Last Wednesday was Rock Eddie Mormon’s birthday, but, as usual with this ebullient self-taught artist who had just turned 62, he wasn’t thinking about himself.
No, the Lake Charles native was squeezing paints onto a floral-patterned paper plate, preparing to demonstrate his lifetime-honed technique of painting with a palette knife by creating a still life of sunflowers. Morning light spattered the windows of the Metairie office of Jefferson Dollars for Scholars, where Mormon had driven the 200 miles from home to deliver a painting that — not surprisingly, if you know Eddie — would go to charity.
That 3×4-foot work, “Maroon Bells, Aspen,” is part of Gulf Coast Bank’s annual Auctions in August, an annual month-long online and onsite auction to benefit local non-profits. And Eddie’s contribution of two works to the cause – the other is a 4×8-foot oil on wood painting called “Moonwalk and Thriller,” painted the day after Michael Jackson died – caps a long relationship with Jefferson Dollars for Scholars.
“I got a call one day from Eddie, who had heard me talking on the radio,” says Lisa Conescu, with Jefferson Dollars for Scholars. “He said he likes to support nonprofits, and he was going to paint something for our gala auction. We started talking, and I discovered that he likes to deliver his paintings personally and come to the event.”
So he did. And Eddie has painted many things for the organization since. These days, he rarely arrives on his frequent visits to New Orleans without a stop to see Lisa.
“He rents a Budget truck and drives to town, and then whips open the back and you can’t believe the things in it,” Lisa says.
On any given trek, Eddie carries an array of the exuberant, brightly colored oil landscapes and still lifes for which he is known, as well as prints, posters and calendars – he has several dedicated collectors in town, and his Abita beer portraits are sold at the brewery on the north shore.
And, of course, he brings lots of good stories: Eddie is a born raconteur.
“I was drawing in the dirt when I was 5 years old,” he says. “As a little boy coming up I’d paint with oils in my mama’s house. One day I messed up the table and she threw all the paints outside. My grandmama told her, you never know what he’ll grow up to be.” So his mama let him paint.
One of six children – there’s some Blackfoot Indian on his dad’s side – Eddie grew up hard and poor in an era when, he said, “nothing came to us easy. I learned that we have to make what we have in life. And that life is good to you if you’re good.”
Through high school, he continued his painting, placing second in a statewide art contest in Baton Rouge. After graduation, he headed to a cousin’s house in Colorado with hopes of attending the Colorado Institute of Art. His first view of the Rockies, he recalls, inspired him.
“The Colorado mountains are one of the most beautiful sights in the world. They change color like a rainbow.”

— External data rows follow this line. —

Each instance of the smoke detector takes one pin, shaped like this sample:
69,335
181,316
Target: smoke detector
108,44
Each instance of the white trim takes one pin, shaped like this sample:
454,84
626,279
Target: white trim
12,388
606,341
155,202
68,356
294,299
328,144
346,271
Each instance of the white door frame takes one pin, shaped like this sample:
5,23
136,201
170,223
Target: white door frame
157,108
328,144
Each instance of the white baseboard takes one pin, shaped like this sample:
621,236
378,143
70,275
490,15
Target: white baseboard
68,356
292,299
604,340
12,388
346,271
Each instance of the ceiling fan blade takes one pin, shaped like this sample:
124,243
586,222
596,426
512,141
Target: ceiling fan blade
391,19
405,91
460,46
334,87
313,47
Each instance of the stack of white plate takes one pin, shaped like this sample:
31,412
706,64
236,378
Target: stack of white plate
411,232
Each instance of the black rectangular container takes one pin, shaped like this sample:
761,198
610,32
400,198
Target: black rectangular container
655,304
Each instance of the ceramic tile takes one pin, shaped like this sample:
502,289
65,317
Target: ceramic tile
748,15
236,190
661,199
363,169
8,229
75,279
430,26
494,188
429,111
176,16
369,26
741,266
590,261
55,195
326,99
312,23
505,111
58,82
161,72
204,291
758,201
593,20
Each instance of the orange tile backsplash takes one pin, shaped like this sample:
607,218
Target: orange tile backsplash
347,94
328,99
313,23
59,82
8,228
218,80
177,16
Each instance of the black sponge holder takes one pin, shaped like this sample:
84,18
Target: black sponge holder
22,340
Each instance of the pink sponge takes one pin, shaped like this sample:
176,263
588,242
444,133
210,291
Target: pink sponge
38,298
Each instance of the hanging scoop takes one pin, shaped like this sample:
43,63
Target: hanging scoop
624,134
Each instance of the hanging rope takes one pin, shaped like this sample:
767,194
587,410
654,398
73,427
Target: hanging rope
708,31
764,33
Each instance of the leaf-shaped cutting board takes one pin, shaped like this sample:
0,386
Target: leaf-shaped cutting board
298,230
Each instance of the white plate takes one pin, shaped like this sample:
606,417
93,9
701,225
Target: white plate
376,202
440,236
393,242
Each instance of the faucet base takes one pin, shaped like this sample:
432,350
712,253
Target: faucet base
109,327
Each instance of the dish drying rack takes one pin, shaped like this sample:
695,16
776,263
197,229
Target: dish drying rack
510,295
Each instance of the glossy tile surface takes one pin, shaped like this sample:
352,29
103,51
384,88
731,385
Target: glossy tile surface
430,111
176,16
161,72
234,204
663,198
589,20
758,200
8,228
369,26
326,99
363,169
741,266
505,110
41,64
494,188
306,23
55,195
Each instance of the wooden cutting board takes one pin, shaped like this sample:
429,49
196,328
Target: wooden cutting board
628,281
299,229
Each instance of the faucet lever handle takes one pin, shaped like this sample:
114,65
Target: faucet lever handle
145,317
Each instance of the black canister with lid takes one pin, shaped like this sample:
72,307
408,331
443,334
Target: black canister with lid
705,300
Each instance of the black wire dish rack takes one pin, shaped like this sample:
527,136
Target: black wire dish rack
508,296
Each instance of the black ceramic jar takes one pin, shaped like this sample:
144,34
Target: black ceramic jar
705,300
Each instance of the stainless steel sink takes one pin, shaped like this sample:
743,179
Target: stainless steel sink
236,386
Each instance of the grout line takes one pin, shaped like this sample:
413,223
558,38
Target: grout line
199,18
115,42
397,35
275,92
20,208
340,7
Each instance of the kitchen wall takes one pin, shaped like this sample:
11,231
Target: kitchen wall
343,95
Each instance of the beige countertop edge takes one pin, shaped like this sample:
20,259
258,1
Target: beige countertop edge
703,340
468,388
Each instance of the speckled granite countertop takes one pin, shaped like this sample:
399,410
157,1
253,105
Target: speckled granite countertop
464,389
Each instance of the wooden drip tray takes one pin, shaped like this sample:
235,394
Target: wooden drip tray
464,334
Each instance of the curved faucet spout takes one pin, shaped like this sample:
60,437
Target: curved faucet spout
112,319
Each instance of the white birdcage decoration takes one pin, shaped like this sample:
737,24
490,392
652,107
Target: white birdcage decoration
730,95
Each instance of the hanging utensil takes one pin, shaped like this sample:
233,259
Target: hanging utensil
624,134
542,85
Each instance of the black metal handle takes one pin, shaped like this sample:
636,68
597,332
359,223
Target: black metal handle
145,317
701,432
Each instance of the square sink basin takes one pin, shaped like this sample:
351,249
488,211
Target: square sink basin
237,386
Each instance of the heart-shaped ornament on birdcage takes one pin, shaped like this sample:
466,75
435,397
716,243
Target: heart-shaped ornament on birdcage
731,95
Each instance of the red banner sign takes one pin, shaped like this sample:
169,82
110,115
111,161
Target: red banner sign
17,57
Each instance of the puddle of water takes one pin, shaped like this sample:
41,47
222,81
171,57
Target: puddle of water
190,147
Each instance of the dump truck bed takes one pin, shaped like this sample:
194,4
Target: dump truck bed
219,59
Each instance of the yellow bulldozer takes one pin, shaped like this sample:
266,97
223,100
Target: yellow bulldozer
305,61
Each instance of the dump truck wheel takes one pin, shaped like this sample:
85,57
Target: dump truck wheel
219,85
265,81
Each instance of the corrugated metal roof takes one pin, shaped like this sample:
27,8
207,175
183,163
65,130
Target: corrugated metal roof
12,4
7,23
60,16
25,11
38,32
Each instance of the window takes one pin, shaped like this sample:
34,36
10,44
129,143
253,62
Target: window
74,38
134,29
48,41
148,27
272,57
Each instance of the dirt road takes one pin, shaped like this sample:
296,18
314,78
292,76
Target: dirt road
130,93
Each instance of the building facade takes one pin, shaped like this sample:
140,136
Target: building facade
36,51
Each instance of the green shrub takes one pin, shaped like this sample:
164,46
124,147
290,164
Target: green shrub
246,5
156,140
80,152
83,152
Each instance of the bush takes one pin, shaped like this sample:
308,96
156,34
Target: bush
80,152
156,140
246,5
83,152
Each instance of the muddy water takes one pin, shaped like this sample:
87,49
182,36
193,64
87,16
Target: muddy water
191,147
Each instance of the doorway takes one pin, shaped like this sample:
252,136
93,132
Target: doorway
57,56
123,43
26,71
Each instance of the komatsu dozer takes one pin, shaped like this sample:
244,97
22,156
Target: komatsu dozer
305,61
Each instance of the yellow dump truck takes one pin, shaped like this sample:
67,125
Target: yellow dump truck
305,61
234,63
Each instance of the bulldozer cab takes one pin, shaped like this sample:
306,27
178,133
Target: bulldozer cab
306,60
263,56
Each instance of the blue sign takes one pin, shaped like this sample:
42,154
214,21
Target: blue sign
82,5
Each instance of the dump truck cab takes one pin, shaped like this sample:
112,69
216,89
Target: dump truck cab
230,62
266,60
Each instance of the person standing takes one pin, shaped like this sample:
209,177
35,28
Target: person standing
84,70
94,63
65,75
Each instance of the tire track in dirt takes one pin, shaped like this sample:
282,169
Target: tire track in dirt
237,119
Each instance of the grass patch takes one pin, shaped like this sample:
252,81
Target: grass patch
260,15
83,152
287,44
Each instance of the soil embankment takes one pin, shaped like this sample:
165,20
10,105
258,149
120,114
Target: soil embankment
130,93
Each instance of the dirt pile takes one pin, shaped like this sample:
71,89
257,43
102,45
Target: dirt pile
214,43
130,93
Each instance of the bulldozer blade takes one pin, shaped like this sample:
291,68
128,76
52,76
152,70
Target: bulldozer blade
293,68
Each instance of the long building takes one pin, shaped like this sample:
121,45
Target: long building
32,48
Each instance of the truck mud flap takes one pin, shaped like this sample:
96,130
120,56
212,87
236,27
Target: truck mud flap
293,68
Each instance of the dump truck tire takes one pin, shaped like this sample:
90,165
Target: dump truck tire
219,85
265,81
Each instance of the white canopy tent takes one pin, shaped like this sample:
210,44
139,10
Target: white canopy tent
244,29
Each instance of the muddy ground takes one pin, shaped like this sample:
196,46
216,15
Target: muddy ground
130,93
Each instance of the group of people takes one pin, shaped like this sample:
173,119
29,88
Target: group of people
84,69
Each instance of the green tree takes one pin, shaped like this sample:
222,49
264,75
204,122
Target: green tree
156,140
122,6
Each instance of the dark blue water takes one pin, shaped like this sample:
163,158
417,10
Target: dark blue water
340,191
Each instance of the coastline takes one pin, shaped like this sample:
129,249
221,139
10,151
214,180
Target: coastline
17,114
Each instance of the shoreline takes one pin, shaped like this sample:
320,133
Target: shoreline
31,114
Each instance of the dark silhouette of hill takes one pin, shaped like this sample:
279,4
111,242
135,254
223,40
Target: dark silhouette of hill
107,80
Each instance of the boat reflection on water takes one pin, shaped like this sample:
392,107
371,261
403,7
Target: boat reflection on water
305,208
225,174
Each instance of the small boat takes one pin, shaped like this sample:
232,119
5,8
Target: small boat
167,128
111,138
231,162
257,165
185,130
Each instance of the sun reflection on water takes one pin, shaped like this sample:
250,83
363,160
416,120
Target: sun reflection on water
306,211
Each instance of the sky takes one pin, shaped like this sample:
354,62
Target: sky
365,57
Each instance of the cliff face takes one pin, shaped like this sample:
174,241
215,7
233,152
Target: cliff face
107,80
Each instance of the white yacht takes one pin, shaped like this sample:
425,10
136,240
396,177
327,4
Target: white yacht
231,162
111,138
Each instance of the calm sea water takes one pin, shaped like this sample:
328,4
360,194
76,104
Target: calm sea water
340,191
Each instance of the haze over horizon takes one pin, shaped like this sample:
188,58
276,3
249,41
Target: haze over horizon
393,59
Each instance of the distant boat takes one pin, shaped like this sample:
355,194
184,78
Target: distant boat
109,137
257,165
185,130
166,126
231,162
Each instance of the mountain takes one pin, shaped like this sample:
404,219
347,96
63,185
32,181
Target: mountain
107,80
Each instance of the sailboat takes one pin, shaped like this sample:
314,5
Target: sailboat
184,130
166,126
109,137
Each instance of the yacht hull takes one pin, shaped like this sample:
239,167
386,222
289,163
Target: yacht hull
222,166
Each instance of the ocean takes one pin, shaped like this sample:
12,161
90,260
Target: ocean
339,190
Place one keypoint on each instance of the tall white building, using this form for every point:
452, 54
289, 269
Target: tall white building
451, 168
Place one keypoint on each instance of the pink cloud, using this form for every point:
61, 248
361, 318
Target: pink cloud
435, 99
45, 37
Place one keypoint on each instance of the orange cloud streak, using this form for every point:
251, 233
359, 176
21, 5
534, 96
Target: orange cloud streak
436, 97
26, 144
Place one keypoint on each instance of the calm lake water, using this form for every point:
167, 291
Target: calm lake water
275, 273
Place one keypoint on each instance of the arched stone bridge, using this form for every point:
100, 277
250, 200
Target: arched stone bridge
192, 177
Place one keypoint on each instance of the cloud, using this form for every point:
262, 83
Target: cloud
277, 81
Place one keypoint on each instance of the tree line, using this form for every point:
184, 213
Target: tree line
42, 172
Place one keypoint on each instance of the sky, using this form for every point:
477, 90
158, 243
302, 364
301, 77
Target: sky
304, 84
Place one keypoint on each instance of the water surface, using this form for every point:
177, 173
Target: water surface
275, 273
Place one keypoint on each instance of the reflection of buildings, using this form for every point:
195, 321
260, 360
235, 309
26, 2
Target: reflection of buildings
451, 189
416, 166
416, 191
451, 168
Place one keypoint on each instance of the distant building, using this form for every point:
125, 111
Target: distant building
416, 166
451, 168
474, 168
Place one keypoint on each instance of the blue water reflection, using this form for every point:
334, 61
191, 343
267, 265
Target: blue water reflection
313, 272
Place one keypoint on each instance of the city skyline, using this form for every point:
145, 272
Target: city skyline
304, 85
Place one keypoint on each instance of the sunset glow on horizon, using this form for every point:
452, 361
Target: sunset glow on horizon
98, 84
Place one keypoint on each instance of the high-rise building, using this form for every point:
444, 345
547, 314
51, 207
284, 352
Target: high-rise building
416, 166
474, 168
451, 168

Eddie returned to Louisiana in 1974, where he followed his father to the Lake Charles waterfront as a stevedore. For the next two decades, he worked to support his wife, Monica, and their three daughters. When a dockside injury sidelined him permanently in 1993, he returned to his art.
“I paint from a feeling that comes from my soul,” he says of his work. “I see it in my mind, whole.”
Still, he likes to sketch – he’s never without a Sharpie or two in his pocket and a pad at his side – and often does what he calls “preambles” for works that are commissioned. But his trademark, he says, is the way he paints from inside: “I see it and it comes out just as I see it.”
Eddie is not stingy with his paint. He lays out fat curls of lemon yellow and cerulean blue and crimson, then swirls them together with the edge of his knife before laying them on the canvas in broad, circular strokes. His oil paintings sometimes take weeks to dry, so thick is the paint layered.
It’s quickly obvious that Eddie never meets a stranger, and can pull instantly from an internal store of favorite quips: “Better catch a ship before it sails.” “Everybody gets a chance in life.” “It’s not how much money you make, but how you live that counts.”
Certain things, he says, just touch him. The Colorado mountains, the Brooklyn Bridge in New York, certain bayou landscapes or historical tales at home.
And New Orleans. “This city touched me in my soul.”